I actually really like that article. When oil was at $120, everyone (including fancy Wall Street dealers) published breathless articles about $200 oil. Today, I saw an article saying it is going to $10 - which would be the lowest real price, I think, since oil was discovered. This article could have been written anytime in the last 20 years and pointed to some new mine, or crop production technique, or oil field, or railroad, or the development of horizontal drilling, etcetera. It's just when prices are very low that this is suddenly viewed as an epiphany that "Aha! this must be why prices are low! There are big mines opening!"

There are, of course, some problems of overcapacity in some commodities because cheap money made possible, for example, the massive draws from the Bakken shale. But overcapacity in every commodity? Overcapacity in gold?
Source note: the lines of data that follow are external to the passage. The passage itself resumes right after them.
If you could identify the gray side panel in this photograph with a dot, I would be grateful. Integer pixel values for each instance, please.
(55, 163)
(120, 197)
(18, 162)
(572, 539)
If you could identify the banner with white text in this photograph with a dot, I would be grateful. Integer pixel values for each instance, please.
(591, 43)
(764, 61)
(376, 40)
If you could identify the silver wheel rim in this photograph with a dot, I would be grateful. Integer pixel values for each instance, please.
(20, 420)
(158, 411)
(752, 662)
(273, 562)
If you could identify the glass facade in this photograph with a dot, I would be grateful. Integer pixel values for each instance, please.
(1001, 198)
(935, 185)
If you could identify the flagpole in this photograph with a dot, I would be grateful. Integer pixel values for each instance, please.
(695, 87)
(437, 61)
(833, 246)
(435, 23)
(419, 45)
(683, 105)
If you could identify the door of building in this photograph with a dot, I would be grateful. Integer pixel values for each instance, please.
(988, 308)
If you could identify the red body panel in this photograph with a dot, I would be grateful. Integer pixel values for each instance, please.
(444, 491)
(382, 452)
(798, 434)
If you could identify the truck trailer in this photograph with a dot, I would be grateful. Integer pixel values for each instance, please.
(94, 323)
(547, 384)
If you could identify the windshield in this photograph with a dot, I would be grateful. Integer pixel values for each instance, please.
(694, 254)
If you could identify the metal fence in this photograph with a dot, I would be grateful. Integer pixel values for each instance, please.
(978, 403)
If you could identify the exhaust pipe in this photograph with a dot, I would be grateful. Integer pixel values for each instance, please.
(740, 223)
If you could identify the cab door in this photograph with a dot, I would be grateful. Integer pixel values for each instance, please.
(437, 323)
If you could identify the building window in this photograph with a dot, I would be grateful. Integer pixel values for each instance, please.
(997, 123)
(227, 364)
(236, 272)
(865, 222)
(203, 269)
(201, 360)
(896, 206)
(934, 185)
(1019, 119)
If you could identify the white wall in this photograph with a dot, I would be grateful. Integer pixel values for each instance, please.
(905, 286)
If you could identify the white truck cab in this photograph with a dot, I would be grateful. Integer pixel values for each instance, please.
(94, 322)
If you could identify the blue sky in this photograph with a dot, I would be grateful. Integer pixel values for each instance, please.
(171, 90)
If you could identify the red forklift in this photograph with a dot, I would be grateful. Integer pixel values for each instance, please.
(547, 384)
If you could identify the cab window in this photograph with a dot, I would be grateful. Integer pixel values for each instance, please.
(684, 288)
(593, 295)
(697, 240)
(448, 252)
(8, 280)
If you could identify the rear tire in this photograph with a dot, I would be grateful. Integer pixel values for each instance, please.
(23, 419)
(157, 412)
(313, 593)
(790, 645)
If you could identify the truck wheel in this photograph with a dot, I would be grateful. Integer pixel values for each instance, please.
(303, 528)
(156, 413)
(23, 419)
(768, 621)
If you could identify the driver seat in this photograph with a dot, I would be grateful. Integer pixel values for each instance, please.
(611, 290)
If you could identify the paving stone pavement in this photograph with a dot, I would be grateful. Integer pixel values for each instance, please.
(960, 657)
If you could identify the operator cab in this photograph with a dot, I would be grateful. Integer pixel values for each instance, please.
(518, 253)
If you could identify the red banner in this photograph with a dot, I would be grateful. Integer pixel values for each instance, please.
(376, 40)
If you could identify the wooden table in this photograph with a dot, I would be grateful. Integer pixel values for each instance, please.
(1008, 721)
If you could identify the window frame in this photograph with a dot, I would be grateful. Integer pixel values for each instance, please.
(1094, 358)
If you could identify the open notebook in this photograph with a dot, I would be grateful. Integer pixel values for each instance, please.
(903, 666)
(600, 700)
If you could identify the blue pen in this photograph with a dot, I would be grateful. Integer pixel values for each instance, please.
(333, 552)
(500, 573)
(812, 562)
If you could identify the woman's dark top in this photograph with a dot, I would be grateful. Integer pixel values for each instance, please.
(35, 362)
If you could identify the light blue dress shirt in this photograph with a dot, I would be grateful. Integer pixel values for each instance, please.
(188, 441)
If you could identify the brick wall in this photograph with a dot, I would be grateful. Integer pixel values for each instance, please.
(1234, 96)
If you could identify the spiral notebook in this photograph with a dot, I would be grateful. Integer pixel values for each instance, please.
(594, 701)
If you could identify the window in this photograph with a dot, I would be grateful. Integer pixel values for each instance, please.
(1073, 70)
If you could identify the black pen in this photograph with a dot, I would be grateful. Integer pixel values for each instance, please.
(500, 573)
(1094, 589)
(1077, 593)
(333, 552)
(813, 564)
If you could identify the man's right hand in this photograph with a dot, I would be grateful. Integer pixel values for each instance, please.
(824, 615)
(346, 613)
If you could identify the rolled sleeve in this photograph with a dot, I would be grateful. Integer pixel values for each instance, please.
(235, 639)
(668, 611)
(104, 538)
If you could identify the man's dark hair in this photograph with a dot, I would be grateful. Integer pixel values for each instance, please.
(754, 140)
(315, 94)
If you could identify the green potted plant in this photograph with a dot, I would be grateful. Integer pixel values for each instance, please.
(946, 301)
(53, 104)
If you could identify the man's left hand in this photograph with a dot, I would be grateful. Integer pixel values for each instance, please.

And global growth is, indeed, weakening. I would caution any analyst that wants to read into the surprising strength of Friday's Payrolls report. It is a December measurement of the employment picture: notoriously difficult to seasonally adjust. Some have argued that exceptionally warm weather in December may have increased payrolls beyond what the seasonal adjustment calls for. I am not sure that argument works, since most of the seasonal adjustment is due to seasonal workers, and I am not sure why you need more seasonal workers if it is warm. More in construction, perhaps... but the important point is that the error bars on the December are so large that you are supposed to ignore it in almost all circumstances. You simply cannot reject virtually any null hypothesis. What you believed before the number was released, in other words, you should still believe. And as for me, I believed that global growth was weakening - not collapsing, but weakening and probably headed for a recession.

And what a shame. What a shame that central bankers didn't re-load when they had the chance, and let markets and economies get back to normal. What a shame that the federal deficit wasn't pushed close to balance when the economy was growing over the last few years.

As David Bowie almost said, "[What a] shame [they]'ve left us up to our necks in it."

But if in reaching that conclusion you have come to hate commodities along with stocks, you have come too late. Commodities were worth hating four years ago. But it is hard to see the upside of their downside now.

This is not true, however, with equities.